Back then, the former Australia and Japan coach had won 22 of his then 23 Tests in charge of England since taking over after their first-round exit on home soil at the 2015 World Cup.
The dissenters, who pointed out there was no need for an extended deal at this stage and that none of Jones’s previous coaching jobs had lasted longer than four years, were told by RFU chief executive Steve Brown “a robust succession planning process” would avoid the “disruptive pattern” of changing the backroom team after a World Cup.
That may be true, but it is the immediate present that is England’s greatest concern.
A run of three successive Six Nations losses to Scotland, France and Grand Slam champions Ireland condemned England, who had been a bidding for a third straight title, to a fifth-placed finish — their worst in the Championship since 1983.
When he took over, Jones said he wanted to build a side based on the traditional English strength of a solid forward pack that would dominate the set-piece.
Yet this season’s Six Nations saw cracks appear as England’s European rivals challenged the Jones juggernaut with a fast-paced game.
Saturday’s loss, a fifth in a row including a non-cap defeat by the Barbarians, was made all the more remarkable given England had surged into a 24-3 lead against a Springbok side missing its two leading hookers and first-choice locks.
Once again England’s familiar failings — the breakdown, a high penalty count and an inability to adapt to changing circumstances, as well as defensive frailty, returned to haunt them.
Yet the match produced some of England’s best attacking rugby of the Jones era, making their inability to close out the game out all the more frustrating.
“At times during the first 20 minutes we were brilliant and maybe we got seduced by the game,” Jones said.
The question is who is to blame, the players or the coach?
Certainly, taking someone off after just 36 minutes, as Jones did with lock Nick Isiekwe on Saturday, is arguably as much a reflection on the coach who picked him as the player himself.
Jones has found himself involved recently in a public row with Bath owner Bruce Craig over the number of injuries sustained by players at England training camps.
He has defended a gruelling regime by insisting it is necessary to prepare the side for the rigours of Test rugby.

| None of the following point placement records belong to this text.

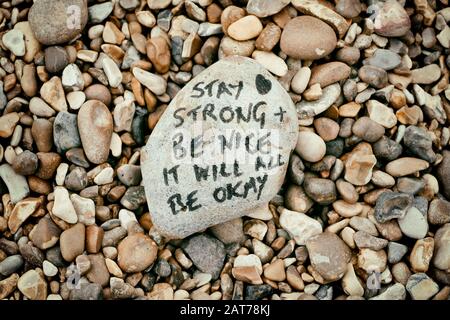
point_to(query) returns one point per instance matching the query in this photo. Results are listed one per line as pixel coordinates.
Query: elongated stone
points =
(191, 185)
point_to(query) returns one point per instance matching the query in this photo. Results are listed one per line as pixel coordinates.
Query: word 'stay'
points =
(220, 150)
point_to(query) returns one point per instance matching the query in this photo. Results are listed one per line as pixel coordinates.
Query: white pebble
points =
(105, 176)
(49, 269)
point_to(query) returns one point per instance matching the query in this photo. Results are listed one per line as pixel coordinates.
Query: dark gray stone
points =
(207, 253)
(387, 149)
(392, 205)
(65, 132)
(420, 143)
(257, 292)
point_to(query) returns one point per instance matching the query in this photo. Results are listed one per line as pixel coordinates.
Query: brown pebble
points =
(94, 238)
(48, 163)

And yet a lack of stamina appeared to cost England dear in Johannesburg, with the way they faded suggesting Jones had made a mistake basing his side in Durban rather than at altitude for a game on the ‘highveld’ of Ellis Park.
Not that Jones, typically, was having any of that.
Some of his critics have suggested he needs to be less stubborn, but it may be asking a lot of the 58-year-old to change his ways now.
England, for all their huge playing resources, were without two natural leaders in injured regular captain Dylan Hartley and lock Joe Launchbury on Saturday
Their discipline again let them down as they conceded 12 penalties.
“It is hard to win any Test match with that number of penalties,” said Jones. “It is always my problem and we have to change the behaviour of the players. Sometimes that is not easy.”
Jones will likely still be England’s coach at the World Cup — to ditch him beforehand would be embarrassing for Twickenham chiefs given how strongly they’ve backed him– although a 3-0 series loss in South Africa would lead to awkward questions.
It all makes this weekend’s second Test in Bloemfontein the most important match of Jones’s Red Rose reign — a tag that will be applied to every England fixture until the losing streak ends.